Using the Lock Pattern
function process_expensive_task( $task_id ) {
$token = WP_Transient_Lock::acquire( 'task_' . $task_id, 60 );
if ( ! $token ) {
// Another process is already handling this task.
return;
}
try {
// Do the expensive work here.
do_the_actual_work( $task_id );
} finally {
WP_Transient_Lock::release( 'task_' . $task_id, $token );
}
}The token-based release ensures that a process can only release its own lock. If Process A’s lock expires (because the work took longer than the timeout) and Process B acquires a new lock, Process A cannot accidentally release Process B’s lock when it finishes. This prevents a cascading failure where expired locks cause a chain of premature releases.
Stale-While-Revalidate for WordPress Transient Regeneration
The most common race condition in WordPress plugin code involves transient regeneration. The typical pattern looks like this:
function get_expensive_data() {
$data = get_transient( 'expensive_data' );
if ( false === $data ) {
$data = compute_expensive_data(); // Takes 2-5 seconds.
set_transient( 'expensive_data', $data, HOUR_IN_SECONDS );
}
return $data;
}When the transient expires, every concurrent request finds false and calls compute_expensive_data() simultaneously. If this function makes external API calls, runs heavy database queries, or processes large datasets, you get a stampede of identical expensive operations. On a site with 50 concurrent requests, that is 50 copies of the same expensive computation running at the same time, often bringing the server to its knees.
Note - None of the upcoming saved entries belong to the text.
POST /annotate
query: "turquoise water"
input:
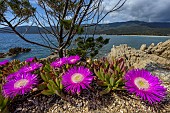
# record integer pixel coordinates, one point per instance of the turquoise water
(8, 41)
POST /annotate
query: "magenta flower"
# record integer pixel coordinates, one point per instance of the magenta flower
(20, 85)
(31, 67)
(73, 59)
(12, 76)
(77, 78)
(59, 62)
(144, 85)
(29, 60)
(4, 62)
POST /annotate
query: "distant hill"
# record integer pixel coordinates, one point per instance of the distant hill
(117, 28)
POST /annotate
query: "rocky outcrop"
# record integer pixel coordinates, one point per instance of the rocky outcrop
(14, 51)
(159, 54)
(162, 49)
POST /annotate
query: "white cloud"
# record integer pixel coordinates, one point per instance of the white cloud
(143, 10)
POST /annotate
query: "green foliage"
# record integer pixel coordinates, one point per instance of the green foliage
(110, 74)
(11, 67)
(88, 46)
(66, 24)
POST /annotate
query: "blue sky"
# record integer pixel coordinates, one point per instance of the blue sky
(141, 10)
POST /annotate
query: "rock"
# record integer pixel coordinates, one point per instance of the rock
(159, 54)
(143, 47)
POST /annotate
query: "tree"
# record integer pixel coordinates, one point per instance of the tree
(64, 17)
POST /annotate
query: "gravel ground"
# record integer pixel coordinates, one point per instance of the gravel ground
(90, 102)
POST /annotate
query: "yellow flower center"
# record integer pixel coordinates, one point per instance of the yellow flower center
(72, 60)
(77, 78)
(20, 83)
(141, 83)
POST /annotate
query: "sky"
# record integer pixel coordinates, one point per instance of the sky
(132, 10)
(142, 10)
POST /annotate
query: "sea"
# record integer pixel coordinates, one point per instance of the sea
(8, 41)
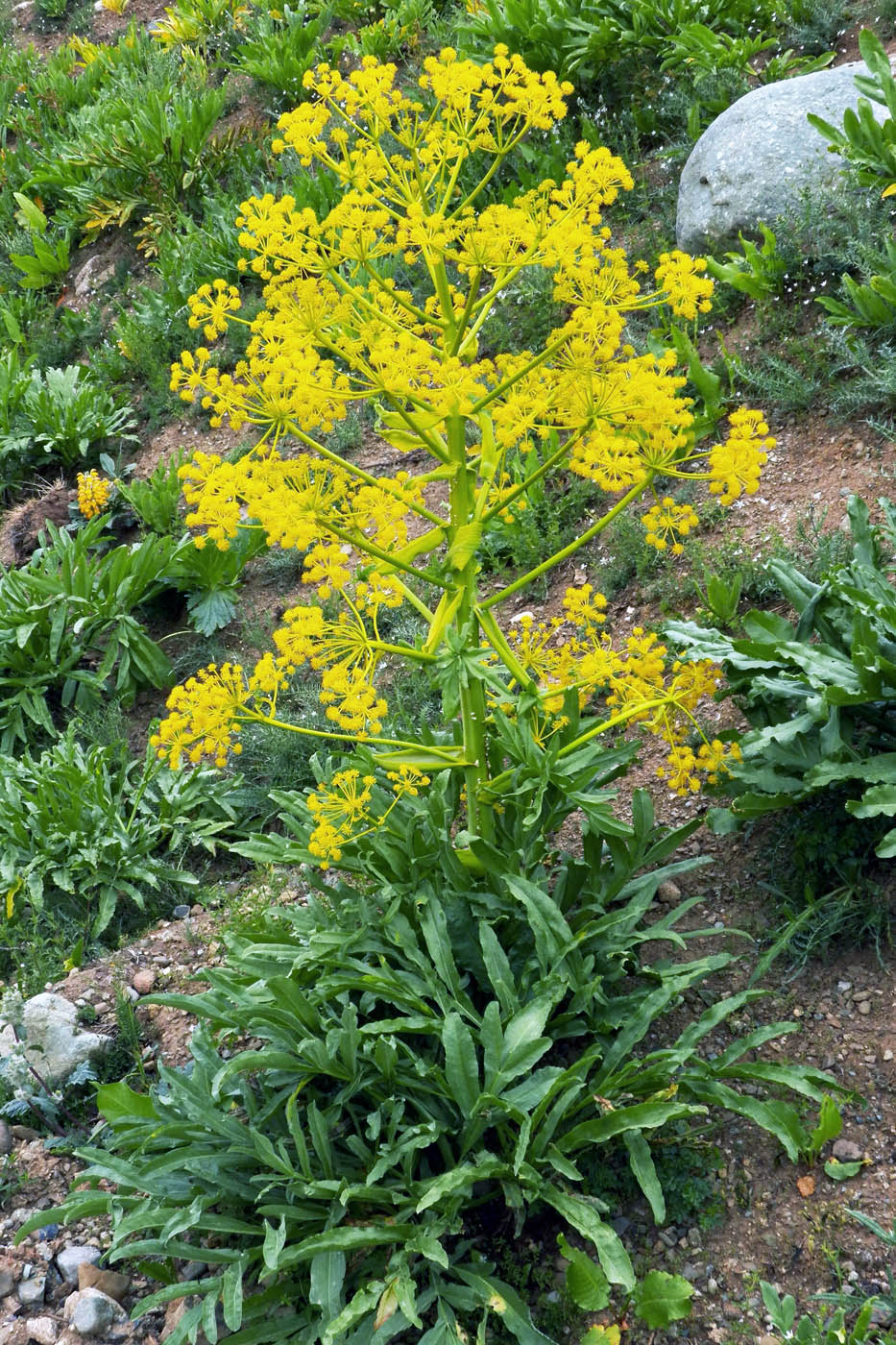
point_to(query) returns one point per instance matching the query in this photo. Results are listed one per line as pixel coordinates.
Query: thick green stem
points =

This is commonly called a “cache stampede” or “thundering herd” problem. The stale-while-revalidate pattern solves it by serving expired (stale) data while exactly one process regenerates the cache in the background.
Implementing Stale-While-Revalidate
function get_data_with_swr( $key, $ttl, $callback ) {
// Use a soft TTL stored alongside the data.
$cached = get_transient( $key );
if ( false !== $cached ) {
$expires_at = get_transient( $key . '_expires' );
if ( $expires_at && time() < $expires_at ) {
// Data is fresh. Return it.
return $cached;
}
// Data is stale. Try to acquire a regeneration lock.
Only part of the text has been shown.